12.10.2009

Mary & Max

Mary & Max (Elliot, 2009) - ***



If the long, hard, and often fruitless struggle to make even the faintest meaningful connection with another human being doesn’t sound like the basis for an adorable claymation film, you merely lack Adam Elliot’s vivid, sometimes wild, imagination. Elliot, an Australian animator best known for the Oscar-winning short Harvie Krumpet (2004), does some pretty amazing stuff with Mary & Max, an uneven but ultimately rewarding telling of the allegedly-true story of a bizarre pen-pal relationship between a lonely Australian girl and an Aspie from New York.

Billy Idol, eat your heart out.


Mary Daisy Dinkle (Toni Collette) and Max Jerry Horowitz (Philip Seymour Hoffman) are friendless; Mary for the more conventional reasons of being awkward, pudgy, and oddly-birthmarked; Max because, to paraphrase the omnipresent narrator (Barry Humphries, dry in the classically British manner), he has trouble negotiating an unstructured and undesignated world. Reaching each other through serendipity and connecting instantly through chocolate, the Noblets, and a mutual intutition that each can relieve the other’s lonliness, a lifelong friendship begins.

New York, I love you, but you don't fit into my exceedingly limited way of engaging the world around me.

Elliot tales his tale with a surplus of gusto – a suburban Australia drenched in earth tones and filled with big-eyed animals and deeply-weird humanity stands in stark contrast to a grey-on-grey Manhattan bursting with noise and nearly-visible odors. The characters are brilliantly distinctive, the animation painstaking, and the story compelling. But the film is not without its flaws, some grievous – it’s mostly told as a recitation, almost entirely blanketed by voice-over from either the narrators or letters exchanged between the protagonists. It occasionally drones, and leaves you begging for these characters to actually interact, or even act, without feeling dictated to. And while the music is often used exceedingly well – especially Penguin Café Orchestra’s “Perpetuum Mobile,” – when it’s not, most notably in a scene near the conclusion set to Pink Martini’s version of “Que Sera,” it threatens to throw us out of the film altogether.

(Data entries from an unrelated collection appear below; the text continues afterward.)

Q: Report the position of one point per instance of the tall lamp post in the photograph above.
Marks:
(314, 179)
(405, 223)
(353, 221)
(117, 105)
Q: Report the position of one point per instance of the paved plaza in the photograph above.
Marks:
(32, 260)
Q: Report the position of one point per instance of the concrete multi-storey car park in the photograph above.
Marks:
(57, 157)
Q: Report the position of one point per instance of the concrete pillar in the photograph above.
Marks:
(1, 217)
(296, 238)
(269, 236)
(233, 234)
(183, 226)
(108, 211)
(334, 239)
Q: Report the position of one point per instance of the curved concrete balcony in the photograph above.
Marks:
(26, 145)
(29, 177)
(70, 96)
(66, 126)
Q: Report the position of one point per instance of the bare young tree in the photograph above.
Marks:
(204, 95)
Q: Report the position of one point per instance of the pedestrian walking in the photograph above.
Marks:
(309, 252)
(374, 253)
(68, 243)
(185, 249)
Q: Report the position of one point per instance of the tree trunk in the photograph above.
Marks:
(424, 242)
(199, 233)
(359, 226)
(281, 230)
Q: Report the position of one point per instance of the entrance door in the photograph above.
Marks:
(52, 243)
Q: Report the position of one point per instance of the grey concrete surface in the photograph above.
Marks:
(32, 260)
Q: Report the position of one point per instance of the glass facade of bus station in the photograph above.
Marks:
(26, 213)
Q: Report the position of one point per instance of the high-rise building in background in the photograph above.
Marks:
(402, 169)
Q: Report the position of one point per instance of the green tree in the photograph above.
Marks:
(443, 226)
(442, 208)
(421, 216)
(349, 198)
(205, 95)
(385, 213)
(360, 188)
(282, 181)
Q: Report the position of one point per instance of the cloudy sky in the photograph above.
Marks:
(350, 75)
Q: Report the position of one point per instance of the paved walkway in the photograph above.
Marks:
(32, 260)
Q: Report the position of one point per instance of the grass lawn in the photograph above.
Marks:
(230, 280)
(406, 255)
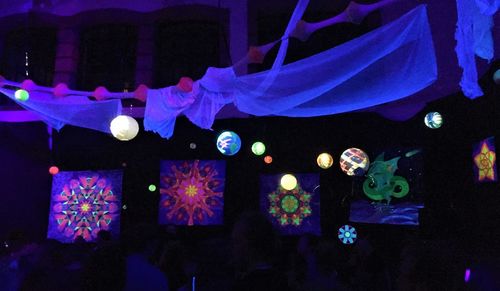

In spite of its flaws and limitations, Mary & Max is well-worth seeing, especially at a breezy 80 minutes. It’s mostly compelling, always inventive, and crafted with delicacy, care, and a weird but ineffable love for its creations. Veering between adorable and wicked with manic abandon, Mary & Max is an unusual, unique, but ultimately rewarding film.


Seen at the AFI Silver as part of the Washington Jewish Film Festival.